Probability That Something Occured If Something Happens

Question

You go to grocery store 'A' 80% of time, and only go to grocery store 'B' 20%. Store 'A' is out of bread 10% of time and store 'B' is out of bread 40% of the time. Suppose he goes to a store and they are out of bread. What is the probability he went to store 'A'?

Answer 1

Bayes’ theorem makes it easy and mechanical, but you can reason it out from first principles. There are four possible combinations of events: he goes to $A$ and finds bread, he goes to $A$ and finds no bread, he goes to $B$ and finds bread, or he goes to $B$ and finds no bread. Make a $2\times 2$ table with a slot for each possibility, and fill in the percentage of the time each possibility occurs. In my table below the items in black are the labels and the things that we know immediately: he goes to $A$ $80$% of the time and to $B$ $20$% of the time. Then I filled in the blue items. When he goes to $A$, $10$% of the time he finds no bread; since he goes to $A$ $80$% of the time, that’s $10$% of $80$%, or $8$% of the time that he goes to $A$ and finds no bread. The other blue calculation is similar. Now I can combine those two results to find that on $16$% of his bread-buying trips he finds no bread; that’s the green figure. This is actually enough information to solve the problem, but for the sake of completeness let me finish filling in the table; you may find it useful for some other problem.

If $80$% of his trips are to $A$, and $8$% of his trips are to and unsuccessful, his successful trips to $A$ must make up $80-8=72$% of all of his bread-buying trips; that’s the brown entry in the upper lefthand corner of the table, and the brown entry immediately below it is calculated similarly. I can then get the total in the lower lefthand corner either by adding the two percentages above it or by subtracting the $16$% from $100$%; the fact that these numbers agree is an indication that I probably haven’t made any arithmetic errors.

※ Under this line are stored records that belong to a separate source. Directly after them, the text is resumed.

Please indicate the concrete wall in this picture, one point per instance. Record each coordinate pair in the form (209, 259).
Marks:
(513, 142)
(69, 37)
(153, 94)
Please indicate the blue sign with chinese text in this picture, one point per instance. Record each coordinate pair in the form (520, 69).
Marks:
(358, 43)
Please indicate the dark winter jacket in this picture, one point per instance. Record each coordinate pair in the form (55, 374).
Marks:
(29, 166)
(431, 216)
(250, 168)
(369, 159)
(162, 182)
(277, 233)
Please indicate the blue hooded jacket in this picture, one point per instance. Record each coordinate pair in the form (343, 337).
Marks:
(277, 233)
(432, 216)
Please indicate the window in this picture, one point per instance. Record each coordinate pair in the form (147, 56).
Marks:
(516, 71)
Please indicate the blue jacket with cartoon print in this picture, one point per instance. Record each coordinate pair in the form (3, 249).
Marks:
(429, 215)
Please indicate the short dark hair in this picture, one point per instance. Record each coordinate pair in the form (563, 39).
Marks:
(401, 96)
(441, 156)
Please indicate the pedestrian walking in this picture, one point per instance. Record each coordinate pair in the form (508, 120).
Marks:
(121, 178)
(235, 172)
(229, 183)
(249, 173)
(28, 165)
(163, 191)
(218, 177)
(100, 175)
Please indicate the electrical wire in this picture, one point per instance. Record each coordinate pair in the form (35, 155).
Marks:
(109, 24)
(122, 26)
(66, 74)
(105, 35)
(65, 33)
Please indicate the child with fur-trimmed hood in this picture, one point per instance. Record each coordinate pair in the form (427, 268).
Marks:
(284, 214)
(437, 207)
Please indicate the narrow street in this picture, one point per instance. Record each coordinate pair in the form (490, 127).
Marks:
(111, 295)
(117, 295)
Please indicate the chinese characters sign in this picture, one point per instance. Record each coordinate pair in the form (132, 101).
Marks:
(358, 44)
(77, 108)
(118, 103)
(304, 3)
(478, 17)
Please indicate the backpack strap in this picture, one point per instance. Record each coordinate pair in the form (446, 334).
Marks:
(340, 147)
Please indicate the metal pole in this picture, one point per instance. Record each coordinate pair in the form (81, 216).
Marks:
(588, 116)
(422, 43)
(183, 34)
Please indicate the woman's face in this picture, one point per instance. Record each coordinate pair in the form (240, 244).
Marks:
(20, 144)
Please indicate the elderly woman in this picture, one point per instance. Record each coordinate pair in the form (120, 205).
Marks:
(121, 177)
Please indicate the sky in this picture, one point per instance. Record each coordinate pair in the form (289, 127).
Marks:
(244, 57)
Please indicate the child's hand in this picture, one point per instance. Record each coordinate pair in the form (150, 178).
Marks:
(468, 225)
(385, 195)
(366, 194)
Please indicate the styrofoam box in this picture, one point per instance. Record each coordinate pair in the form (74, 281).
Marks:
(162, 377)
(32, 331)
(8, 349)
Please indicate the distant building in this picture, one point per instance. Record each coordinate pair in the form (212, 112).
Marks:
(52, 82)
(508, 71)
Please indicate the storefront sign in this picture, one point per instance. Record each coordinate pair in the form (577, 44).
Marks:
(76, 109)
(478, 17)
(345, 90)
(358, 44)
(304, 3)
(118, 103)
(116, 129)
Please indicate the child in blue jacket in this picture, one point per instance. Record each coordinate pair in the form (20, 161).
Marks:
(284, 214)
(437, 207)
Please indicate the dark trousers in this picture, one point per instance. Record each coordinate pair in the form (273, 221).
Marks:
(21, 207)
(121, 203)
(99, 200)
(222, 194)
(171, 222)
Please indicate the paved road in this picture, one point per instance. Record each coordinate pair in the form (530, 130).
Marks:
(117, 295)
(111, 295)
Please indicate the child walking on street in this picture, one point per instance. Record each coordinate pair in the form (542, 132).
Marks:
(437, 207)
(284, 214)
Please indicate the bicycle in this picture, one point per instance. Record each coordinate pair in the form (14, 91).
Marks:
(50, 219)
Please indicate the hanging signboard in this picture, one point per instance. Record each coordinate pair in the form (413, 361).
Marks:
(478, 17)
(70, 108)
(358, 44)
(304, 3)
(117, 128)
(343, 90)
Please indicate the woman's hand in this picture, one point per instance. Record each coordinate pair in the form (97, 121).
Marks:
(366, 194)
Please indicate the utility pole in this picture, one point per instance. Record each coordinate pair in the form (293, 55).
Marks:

$$\begin{array}{c|c|c|c} &\text{bread}&\text{no bread}&\text{Total}\\ \hline A&\color{brown}{80\%-8\%=72\%}&\color{blue}{10\%}\color{blue}{\text{ of }}\color{blue}{80\%=8\%}&80\%\\ \hline B&\color{brown}{20\%-8\%=12\%}&\color{blue}{40\%}\color{blue}{\text{ of }}\color{blue}{20\%=8\%}&20\%\\ \hline \text{Total}&\color{brown}{100\%-16\%=84\%\\72\%+12\%=84\%}&\color{green}{16}\%&100\% \end{array}$$

Now back to your problem. On $16$% of his bread-buying trips he finds no bread. $\frac8{16}=\frac12$ of these trips were to $A$, so the probability that a randomly chosen unsuccessful trip was to $A$ must be $\frac12$.